When I was given the opportunity to speak today, I accepted eagerly. This is
because equipping children for the Father’s glory is a subject very close to my
heart. I want to share with you some things I’ve learnt both from teaching
Sunday School and from bringing up my own sons. For those of you who aren’t
parents or who aren’t bringing up young children, what I have to share is still
relevant because it applies to everyone’s lives.

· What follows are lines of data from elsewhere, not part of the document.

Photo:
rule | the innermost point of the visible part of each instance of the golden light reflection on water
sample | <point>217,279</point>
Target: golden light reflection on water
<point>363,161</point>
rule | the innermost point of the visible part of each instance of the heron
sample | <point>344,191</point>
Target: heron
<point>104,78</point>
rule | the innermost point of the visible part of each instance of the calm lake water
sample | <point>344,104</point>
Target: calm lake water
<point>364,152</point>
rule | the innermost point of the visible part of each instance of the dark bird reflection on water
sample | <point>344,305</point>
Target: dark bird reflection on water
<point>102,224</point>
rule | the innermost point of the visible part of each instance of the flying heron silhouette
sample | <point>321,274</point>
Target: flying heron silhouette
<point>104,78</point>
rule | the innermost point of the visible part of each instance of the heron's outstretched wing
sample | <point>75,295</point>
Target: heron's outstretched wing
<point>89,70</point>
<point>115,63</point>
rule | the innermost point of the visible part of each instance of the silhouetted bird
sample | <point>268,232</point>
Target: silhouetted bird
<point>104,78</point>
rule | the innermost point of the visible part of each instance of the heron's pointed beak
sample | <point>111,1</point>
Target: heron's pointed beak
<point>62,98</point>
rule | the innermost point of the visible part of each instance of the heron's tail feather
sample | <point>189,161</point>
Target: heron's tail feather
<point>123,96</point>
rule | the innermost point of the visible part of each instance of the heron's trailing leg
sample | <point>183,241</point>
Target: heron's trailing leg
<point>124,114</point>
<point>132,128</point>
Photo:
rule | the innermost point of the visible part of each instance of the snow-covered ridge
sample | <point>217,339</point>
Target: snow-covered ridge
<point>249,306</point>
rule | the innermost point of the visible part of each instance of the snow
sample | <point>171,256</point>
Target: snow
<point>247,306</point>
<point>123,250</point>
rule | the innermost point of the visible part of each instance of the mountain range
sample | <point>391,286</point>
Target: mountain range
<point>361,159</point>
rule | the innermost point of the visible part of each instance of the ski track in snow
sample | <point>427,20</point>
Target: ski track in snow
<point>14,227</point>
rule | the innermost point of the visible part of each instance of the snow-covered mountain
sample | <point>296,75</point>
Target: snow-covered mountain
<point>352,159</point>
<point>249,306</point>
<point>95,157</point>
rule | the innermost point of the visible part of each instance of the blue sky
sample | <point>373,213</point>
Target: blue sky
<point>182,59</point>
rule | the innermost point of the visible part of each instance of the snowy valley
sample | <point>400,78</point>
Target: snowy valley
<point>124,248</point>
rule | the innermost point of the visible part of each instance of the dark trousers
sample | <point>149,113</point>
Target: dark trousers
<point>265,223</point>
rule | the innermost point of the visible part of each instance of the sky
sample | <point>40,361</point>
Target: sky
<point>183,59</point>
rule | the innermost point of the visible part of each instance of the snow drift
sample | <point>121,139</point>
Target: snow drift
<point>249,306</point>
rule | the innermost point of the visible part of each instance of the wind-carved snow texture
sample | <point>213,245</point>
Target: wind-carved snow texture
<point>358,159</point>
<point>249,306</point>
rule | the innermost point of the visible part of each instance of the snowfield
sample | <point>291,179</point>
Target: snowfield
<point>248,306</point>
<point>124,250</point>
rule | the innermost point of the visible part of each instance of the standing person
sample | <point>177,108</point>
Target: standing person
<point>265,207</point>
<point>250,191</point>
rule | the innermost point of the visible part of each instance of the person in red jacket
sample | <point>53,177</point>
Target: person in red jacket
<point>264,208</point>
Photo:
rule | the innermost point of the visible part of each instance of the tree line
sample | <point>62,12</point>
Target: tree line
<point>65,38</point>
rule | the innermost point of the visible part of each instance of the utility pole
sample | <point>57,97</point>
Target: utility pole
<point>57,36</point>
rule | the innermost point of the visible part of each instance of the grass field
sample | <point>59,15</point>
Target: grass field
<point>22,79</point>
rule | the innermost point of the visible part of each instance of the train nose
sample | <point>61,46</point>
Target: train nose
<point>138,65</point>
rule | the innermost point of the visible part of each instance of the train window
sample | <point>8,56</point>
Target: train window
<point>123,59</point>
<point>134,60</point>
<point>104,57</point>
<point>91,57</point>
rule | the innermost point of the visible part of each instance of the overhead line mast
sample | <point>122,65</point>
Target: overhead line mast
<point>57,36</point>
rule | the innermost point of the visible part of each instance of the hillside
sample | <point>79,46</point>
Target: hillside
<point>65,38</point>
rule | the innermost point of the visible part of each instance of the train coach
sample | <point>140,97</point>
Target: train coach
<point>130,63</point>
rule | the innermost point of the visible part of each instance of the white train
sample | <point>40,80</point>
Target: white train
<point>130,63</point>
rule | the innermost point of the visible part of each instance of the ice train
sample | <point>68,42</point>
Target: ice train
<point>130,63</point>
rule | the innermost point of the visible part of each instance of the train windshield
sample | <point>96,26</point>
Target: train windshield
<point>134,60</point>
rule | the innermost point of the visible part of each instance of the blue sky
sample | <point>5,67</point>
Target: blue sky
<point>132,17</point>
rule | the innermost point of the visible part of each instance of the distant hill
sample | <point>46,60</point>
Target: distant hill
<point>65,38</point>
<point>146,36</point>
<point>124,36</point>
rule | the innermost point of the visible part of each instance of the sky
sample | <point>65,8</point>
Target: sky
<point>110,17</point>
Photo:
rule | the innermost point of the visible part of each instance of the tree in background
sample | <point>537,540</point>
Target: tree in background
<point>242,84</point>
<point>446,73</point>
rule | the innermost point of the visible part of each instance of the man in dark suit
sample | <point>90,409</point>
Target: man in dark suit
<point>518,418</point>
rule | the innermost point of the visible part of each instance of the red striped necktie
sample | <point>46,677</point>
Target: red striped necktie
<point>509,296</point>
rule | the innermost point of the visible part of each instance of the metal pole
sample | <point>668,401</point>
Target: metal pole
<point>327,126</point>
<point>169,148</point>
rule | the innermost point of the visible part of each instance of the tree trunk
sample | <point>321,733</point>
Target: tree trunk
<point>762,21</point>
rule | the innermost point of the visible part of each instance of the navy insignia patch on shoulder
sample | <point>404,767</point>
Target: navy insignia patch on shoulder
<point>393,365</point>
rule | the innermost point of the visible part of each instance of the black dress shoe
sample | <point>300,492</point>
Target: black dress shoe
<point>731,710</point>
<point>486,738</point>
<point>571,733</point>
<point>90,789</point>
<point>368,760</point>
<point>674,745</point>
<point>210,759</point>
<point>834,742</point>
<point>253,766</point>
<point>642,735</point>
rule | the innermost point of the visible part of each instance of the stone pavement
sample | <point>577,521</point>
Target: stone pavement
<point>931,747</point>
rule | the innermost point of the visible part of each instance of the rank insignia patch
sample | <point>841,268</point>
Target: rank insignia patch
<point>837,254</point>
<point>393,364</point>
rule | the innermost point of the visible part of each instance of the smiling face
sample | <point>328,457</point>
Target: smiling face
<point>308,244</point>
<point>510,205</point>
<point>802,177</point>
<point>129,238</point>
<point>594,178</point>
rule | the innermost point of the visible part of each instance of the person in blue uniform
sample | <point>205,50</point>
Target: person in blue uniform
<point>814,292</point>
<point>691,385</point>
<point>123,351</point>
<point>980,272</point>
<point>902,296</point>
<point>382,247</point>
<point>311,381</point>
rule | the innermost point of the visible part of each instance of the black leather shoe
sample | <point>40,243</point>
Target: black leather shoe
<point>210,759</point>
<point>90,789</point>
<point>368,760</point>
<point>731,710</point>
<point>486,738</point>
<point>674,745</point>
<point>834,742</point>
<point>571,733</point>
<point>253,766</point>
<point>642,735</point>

I want to begin by first asking why glorify God? Then I want talk about what it
means to glorify the Father.

I. Glorifying the Father

Why glorify God?


This may sound like an obvious question but let’s take a moment to think about
it. Isn’t it enough that we believe in Jesus and trust him for our salvation and that
we acknowledge him as our Lord? Why do we need to make such a big deal out of
this? The simple reason is because we were all made to glorify him. God created
us for this very purpose. I think we sometimes forget this. We keep thinking
about “What’s in it for me,” when the truth is that we should ask, “How can I
make God the Father better known?”

When a carpenter wants to shape a piece of wood, what does he use? He might
take a flat screwdriver and chip away at the wood. Or he might take a cheese
knife and try to cut through the wood. Will that work? He’d probably make some
dents and probably end up ruining the cheese knife and the screwdriver.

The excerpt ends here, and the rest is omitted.